In both years, applicants with the same GPA 2 score and ACT/SAT score were subject to different admissions outcomes based upon their racial or ethnic status. For example, as a Caucasian in-state applicant, Gratz's GPA 2 score and ACT score placed her within a cell calling for a postponed decision on her application. An in-state or out-ofstate minority applicant with Gratz's scores would have fallen within a cell calling for admission.

In 1997, the University modified its admissions procedure. Specifically, the formula for calculating an applicant's GPA 2 score was restructured to include additional point values under the "U" category in the SCUGA factors. Under this new system, applicants could receive points for underrepresented minority status, socioeconomic disadvantage, or attendance at a high school with a predominantly underrepresented minority population, or under-representation in the unit to which the student was applying (for example, men who sought to pursue a career in nursing). Under the 1997 procedures, Hamacher's GPA 2 score and ACT score placed him in a cell on the in-state applicant table calling for postponement of a final admissions decision. An underrepresented minority applicant placed in the same cell would generally have been admitted.

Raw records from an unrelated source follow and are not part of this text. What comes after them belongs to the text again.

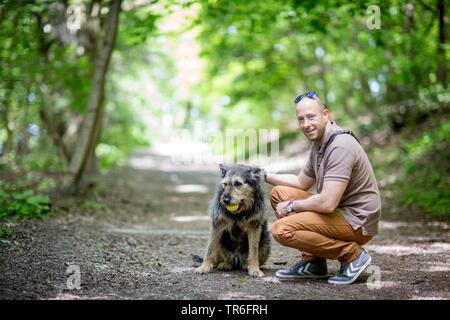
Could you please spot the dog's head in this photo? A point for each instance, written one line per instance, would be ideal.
(238, 187)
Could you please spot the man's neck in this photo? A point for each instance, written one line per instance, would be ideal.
(327, 129)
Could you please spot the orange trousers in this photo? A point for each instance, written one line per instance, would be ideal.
(316, 235)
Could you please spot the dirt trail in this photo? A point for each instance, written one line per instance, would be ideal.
(153, 216)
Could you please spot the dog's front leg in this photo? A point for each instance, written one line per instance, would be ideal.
(254, 235)
(210, 255)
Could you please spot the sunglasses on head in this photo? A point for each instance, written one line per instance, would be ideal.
(310, 95)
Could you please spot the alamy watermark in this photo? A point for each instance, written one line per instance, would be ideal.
(374, 19)
(374, 280)
(74, 279)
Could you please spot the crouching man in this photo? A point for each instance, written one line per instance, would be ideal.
(342, 216)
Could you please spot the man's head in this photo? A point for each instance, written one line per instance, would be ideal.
(312, 117)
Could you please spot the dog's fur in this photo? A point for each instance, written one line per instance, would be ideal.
(239, 239)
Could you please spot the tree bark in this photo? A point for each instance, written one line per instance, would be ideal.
(90, 130)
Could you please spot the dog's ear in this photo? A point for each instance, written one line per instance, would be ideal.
(256, 174)
(223, 169)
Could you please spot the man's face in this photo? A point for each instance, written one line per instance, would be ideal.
(311, 120)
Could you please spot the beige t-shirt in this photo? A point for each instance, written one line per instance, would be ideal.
(345, 160)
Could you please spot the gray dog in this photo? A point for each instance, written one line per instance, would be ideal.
(238, 237)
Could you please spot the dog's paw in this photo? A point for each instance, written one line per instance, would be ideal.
(255, 272)
(224, 266)
(203, 269)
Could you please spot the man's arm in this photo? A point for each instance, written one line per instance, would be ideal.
(325, 202)
(302, 181)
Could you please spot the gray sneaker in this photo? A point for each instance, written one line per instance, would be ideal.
(305, 270)
(350, 272)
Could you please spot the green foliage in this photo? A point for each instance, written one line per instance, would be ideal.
(426, 166)
(23, 204)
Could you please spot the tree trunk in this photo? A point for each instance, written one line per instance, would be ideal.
(90, 130)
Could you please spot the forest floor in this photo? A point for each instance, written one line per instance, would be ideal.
(133, 237)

Beginning with the 1998 academic year, the OUA dispensed with the Guidelines tables and the SCUGA point system in favor of a "selection index," on which an applicant could score a maximum of 150 points. This index was divided linearly into ranges generally calling for admissions dispositions as follows: 100-150 (admit); 95-99 (admit or postpone); 90-94 (postpone or admit); 75-89 (delay or postpone); 74 and below (delay or reject). Each application received points based on high school grade point average, standardized test scores, academic quality of an applicant's high school, strength or weakness of high school curriculum, in-state residency, alumni relationship, personal essay, and personal achievement or leadership. Of particular significance here, under a "miscellaneous" category, an applicant was entitled to 20 points based upon his or her membership in an underrepresented racial or ethnic minority group. The University explained that the" 'development of the selection index for admissions in 1998 changed only the mechanics, not the substance, of how race and ethnicity [were] considered in admissions.'"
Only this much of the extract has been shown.